One of the families which we visited included a recently-discharged man, Shadraque Lormeus, who lives with his sister Gertude Nelcius, and her one-year old son. Their home is a pup-tent sized shelter made of layers of banana leaves. Inside, the bed is neat and the meager contents are organized. Asked if the shelter leaks, she smiles and says, “Yes, but it usually dries out in the morning.” Gertrude’s shelter has no latrine, and the family uses the neighboring rocky fields.
Asked about how she gets water, she describes a one-hour trek down a steep crevasse to a small spring, which, in this dry season, provides a meager flow. Edward went down to the spring with one of her neighbors, and saw that the women who come to fill their gallon bottles wait for a long time for their turn. In the meantime, animals and children relieve themselves on the rocks from where the spring emerges.
When she comes back from the spring, she opens up a small commercial packet with a white tablet, puts it in the jug, shakes it, and explains that in about a half-hour the water will be safe to drink. She received the packets from the local Kazek, an elected official, who regularly visits most of the homes in the region.
Later, we walked further up the ridge to visit the site of dispensary which has been managed during the past month with support from Oxfam.

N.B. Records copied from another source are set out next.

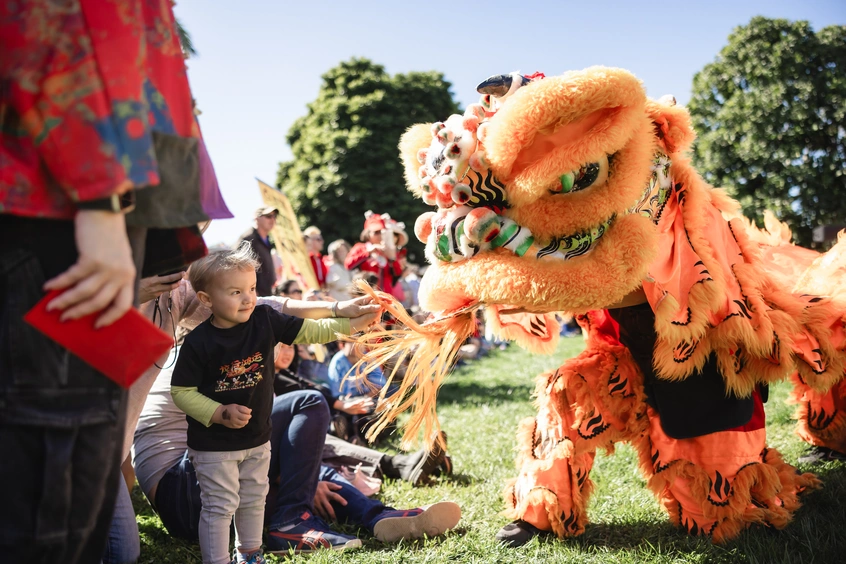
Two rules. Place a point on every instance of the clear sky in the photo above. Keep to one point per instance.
(260, 61)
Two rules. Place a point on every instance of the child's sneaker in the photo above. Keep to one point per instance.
(308, 535)
(431, 520)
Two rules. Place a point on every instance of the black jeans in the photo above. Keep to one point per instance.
(61, 421)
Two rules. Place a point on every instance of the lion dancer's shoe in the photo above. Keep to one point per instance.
(593, 401)
(821, 420)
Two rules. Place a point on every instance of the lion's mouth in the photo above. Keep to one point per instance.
(567, 247)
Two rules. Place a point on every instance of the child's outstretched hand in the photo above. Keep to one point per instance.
(357, 307)
(232, 415)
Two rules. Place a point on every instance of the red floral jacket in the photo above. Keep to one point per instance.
(82, 86)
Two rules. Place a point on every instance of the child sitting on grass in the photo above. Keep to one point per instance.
(223, 381)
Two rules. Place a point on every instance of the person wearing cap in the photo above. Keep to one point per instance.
(313, 239)
(259, 239)
(382, 245)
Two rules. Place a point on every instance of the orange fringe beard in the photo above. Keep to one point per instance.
(430, 349)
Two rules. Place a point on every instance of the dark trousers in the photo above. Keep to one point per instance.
(300, 420)
(61, 421)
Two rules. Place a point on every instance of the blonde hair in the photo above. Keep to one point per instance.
(335, 246)
(203, 272)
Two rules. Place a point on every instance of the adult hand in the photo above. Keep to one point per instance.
(104, 274)
(354, 406)
(324, 495)
(357, 307)
(232, 415)
(152, 287)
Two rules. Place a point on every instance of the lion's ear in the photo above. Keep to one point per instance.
(672, 125)
(416, 139)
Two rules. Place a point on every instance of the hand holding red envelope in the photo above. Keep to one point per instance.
(123, 351)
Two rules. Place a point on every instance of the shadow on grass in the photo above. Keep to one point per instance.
(814, 535)
(456, 391)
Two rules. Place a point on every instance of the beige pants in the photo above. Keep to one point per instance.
(232, 484)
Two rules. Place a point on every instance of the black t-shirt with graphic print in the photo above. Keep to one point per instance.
(234, 365)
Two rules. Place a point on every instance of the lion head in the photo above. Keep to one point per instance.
(546, 196)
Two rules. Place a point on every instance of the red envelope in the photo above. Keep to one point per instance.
(123, 351)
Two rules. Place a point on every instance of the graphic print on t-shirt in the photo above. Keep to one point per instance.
(240, 374)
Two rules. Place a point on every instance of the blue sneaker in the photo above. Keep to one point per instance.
(308, 535)
(431, 520)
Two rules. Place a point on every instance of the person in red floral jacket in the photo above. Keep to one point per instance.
(95, 110)
(382, 247)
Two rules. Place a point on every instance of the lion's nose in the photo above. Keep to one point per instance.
(500, 84)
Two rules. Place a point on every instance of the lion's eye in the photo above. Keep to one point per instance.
(591, 174)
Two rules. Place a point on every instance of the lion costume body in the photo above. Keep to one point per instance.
(573, 193)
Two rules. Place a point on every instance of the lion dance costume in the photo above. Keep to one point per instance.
(573, 193)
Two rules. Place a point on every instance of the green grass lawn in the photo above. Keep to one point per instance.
(479, 407)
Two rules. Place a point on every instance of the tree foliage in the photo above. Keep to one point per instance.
(185, 40)
(346, 159)
(770, 113)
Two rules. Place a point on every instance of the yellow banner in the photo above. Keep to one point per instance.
(288, 238)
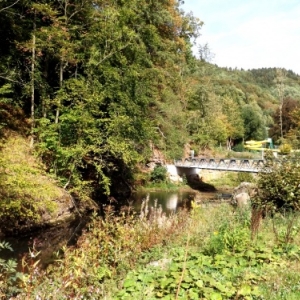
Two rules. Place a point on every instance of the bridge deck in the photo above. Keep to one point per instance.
(235, 165)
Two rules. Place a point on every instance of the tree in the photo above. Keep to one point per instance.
(253, 123)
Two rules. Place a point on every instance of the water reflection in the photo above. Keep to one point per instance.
(169, 201)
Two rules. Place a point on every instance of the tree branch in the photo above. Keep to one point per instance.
(9, 6)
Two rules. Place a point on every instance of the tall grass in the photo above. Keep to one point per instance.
(208, 253)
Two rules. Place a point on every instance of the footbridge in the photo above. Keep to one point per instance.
(232, 164)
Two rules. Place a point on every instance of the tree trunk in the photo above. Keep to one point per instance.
(32, 85)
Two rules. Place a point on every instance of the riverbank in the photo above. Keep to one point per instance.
(210, 253)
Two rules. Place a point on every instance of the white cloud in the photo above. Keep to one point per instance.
(251, 34)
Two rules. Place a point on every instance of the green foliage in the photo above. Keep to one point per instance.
(278, 184)
(26, 191)
(9, 276)
(159, 174)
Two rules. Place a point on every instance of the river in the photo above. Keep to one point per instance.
(50, 240)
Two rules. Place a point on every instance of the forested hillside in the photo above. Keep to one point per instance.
(99, 80)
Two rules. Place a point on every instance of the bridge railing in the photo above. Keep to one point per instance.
(232, 164)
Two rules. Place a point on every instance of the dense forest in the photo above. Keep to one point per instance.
(96, 84)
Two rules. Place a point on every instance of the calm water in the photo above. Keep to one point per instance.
(52, 239)
(169, 201)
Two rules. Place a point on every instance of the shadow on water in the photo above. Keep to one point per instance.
(50, 240)
(46, 241)
(169, 201)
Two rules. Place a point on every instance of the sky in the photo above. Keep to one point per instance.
(250, 34)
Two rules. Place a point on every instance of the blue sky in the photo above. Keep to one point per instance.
(250, 33)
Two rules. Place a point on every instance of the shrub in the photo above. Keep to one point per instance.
(278, 185)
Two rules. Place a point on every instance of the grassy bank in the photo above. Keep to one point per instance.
(210, 253)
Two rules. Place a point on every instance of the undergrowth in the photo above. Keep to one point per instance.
(208, 253)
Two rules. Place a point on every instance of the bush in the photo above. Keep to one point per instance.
(278, 185)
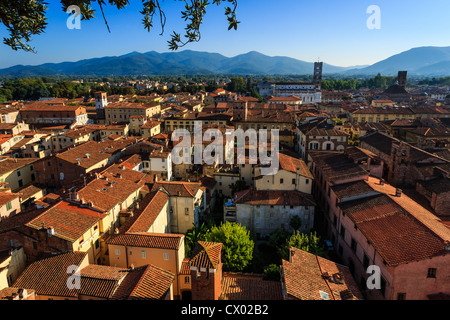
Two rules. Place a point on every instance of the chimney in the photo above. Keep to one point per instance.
(447, 245)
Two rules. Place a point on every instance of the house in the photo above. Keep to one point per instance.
(68, 227)
(123, 111)
(293, 174)
(319, 135)
(69, 276)
(264, 211)
(309, 277)
(18, 172)
(205, 280)
(12, 264)
(138, 249)
(73, 164)
(9, 204)
(40, 113)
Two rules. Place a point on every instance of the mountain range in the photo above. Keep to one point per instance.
(422, 61)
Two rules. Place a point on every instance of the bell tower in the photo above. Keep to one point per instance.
(317, 80)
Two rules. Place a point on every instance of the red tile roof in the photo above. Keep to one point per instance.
(149, 209)
(274, 197)
(145, 283)
(69, 221)
(49, 276)
(206, 255)
(245, 287)
(307, 275)
(180, 189)
(147, 240)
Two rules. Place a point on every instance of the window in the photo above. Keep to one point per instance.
(342, 232)
(354, 245)
(401, 296)
(431, 273)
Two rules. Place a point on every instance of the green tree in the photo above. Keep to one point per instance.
(23, 19)
(238, 186)
(295, 223)
(309, 242)
(237, 251)
(197, 233)
(272, 273)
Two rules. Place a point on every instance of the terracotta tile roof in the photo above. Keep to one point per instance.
(145, 283)
(49, 276)
(425, 217)
(148, 240)
(149, 209)
(97, 151)
(336, 166)
(206, 255)
(306, 276)
(185, 269)
(8, 293)
(293, 164)
(10, 164)
(180, 189)
(69, 221)
(108, 190)
(354, 188)
(6, 197)
(274, 197)
(393, 231)
(249, 287)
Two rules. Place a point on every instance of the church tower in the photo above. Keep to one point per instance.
(318, 67)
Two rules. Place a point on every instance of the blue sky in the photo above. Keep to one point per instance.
(330, 30)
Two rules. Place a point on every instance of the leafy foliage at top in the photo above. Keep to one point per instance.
(26, 18)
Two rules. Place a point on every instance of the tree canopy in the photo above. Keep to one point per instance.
(24, 19)
(237, 250)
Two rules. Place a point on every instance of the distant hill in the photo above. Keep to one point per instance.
(172, 63)
(425, 61)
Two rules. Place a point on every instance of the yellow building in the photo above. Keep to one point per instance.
(69, 227)
(17, 172)
(165, 251)
(377, 114)
(121, 112)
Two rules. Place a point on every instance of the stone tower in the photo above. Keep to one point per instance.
(206, 271)
(318, 67)
(402, 79)
(101, 100)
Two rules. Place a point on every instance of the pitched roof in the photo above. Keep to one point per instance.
(249, 287)
(176, 188)
(206, 255)
(69, 221)
(147, 240)
(149, 209)
(49, 276)
(145, 283)
(308, 276)
(274, 197)
(336, 166)
(293, 164)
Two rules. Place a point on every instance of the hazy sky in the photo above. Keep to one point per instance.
(330, 30)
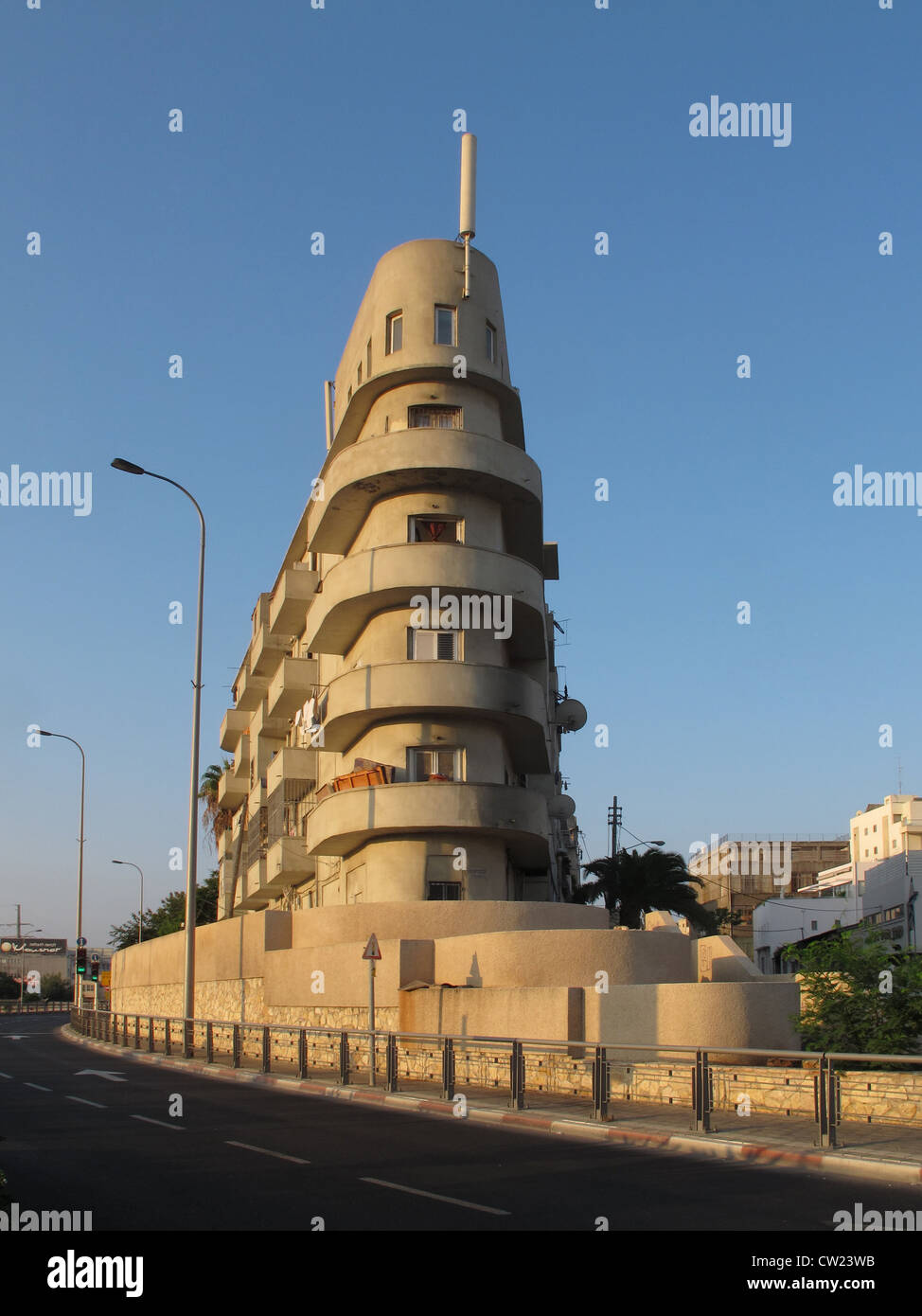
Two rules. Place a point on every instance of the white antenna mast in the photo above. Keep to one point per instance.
(469, 202)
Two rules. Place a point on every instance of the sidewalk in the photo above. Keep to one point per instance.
(888, 1153)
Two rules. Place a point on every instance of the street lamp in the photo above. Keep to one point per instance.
(141, 910)
(120, 463)
(652, 845)
(80, 883)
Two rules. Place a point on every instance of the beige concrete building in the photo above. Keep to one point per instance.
(398, 720)
(878, 832)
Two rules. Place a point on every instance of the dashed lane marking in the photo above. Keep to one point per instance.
(162, 1123)
(279, 1156)
(436, 1197)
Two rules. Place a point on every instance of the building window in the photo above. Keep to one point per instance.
(433, 418)
(426, 529)
(443, 891)
(431, 645)
(445, 326)
(434, 762)
(394, 333)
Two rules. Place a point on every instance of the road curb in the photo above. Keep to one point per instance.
(708, 1145)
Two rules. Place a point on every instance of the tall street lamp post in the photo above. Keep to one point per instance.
(191, 880)
(141, 908)
(80, 883)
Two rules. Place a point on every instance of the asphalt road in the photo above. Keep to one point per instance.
(253, 1158)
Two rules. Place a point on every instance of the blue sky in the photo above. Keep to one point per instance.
(721, 489)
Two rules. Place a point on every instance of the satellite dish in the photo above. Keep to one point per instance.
(571, 715)
(560, 807)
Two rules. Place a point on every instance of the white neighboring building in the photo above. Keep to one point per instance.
(884, 898)
(777, 923)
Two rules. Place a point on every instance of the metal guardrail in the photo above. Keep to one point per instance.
(12, 1007)
(345, 1053)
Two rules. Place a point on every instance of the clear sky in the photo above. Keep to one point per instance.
(721, 489)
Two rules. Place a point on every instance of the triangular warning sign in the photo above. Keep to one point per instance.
(372, 951)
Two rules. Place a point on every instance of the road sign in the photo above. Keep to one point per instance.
(372, 951)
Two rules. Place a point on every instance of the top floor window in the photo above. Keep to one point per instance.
(433, 418)
(394, 334)
(428, 529)
(490, 343)
(445, 326)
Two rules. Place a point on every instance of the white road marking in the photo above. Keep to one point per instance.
(279, 1156)
(436, 1197)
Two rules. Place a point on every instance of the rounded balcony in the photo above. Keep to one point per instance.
(367, 583)
(428, 458)
(441, 690)
(519, 817)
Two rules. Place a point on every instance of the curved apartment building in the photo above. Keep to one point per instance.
(398, 722)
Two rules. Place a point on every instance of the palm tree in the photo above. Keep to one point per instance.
(215, 819)
(633, 883)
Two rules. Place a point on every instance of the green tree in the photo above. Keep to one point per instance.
(215, 820)
(631, 884)
(169, 915)
(57, 987)
(127, 934)
(858, 995)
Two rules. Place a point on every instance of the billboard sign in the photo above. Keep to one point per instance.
(33, 945)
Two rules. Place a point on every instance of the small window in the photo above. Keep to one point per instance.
(433, 418)
(426, 529)
(426, 763)
(394, 334)
(445, 326)
(432, 645)
(443, 891)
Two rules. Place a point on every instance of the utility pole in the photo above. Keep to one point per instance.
(614, 823)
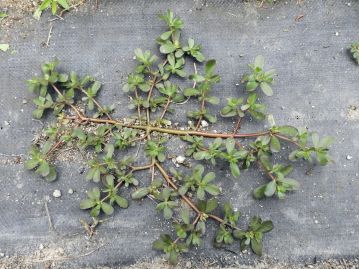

We met with a group of 15 health agents who were being briefed on techniques for safe management of burial practices for patients who died with cholera. Regrettably, a number of people from Barbe succumbed to the rapidly-acting disease before they could get down the hill to Bastien or to the hospital. The Kazek suspects that a number of the patients contracted the disease from the family members of people who had died with the disease.
As we were discussing strategies to reduce further transmission of the disease with the health agents, a group rushed in, carrying a man on a door. He was hallucinating, and was obviously in the midst of an acute cholera crisis, and was severely dehydrated. One of the visiting Polish physicians, Jaroslaw Korzybski, struggled to start an IV line in his collapsed veins. At last, first one line and then another were set, and his family carried the patient down the hill, with and with medical student Zachary Hartman, squeezing the IV bags to push as much fluid into the patient as possible, stopping periodically the renew the bags. When we reached the trailhead, Edward put the patient in the back of his truck with the doctors and a family member, and drove carefully down the rocky road back to HAS. By the time the rest of us got to HAS, the patient had absorbed a great deal of life-supporting fluid, and greeted us with a feeble wave and a warm smile.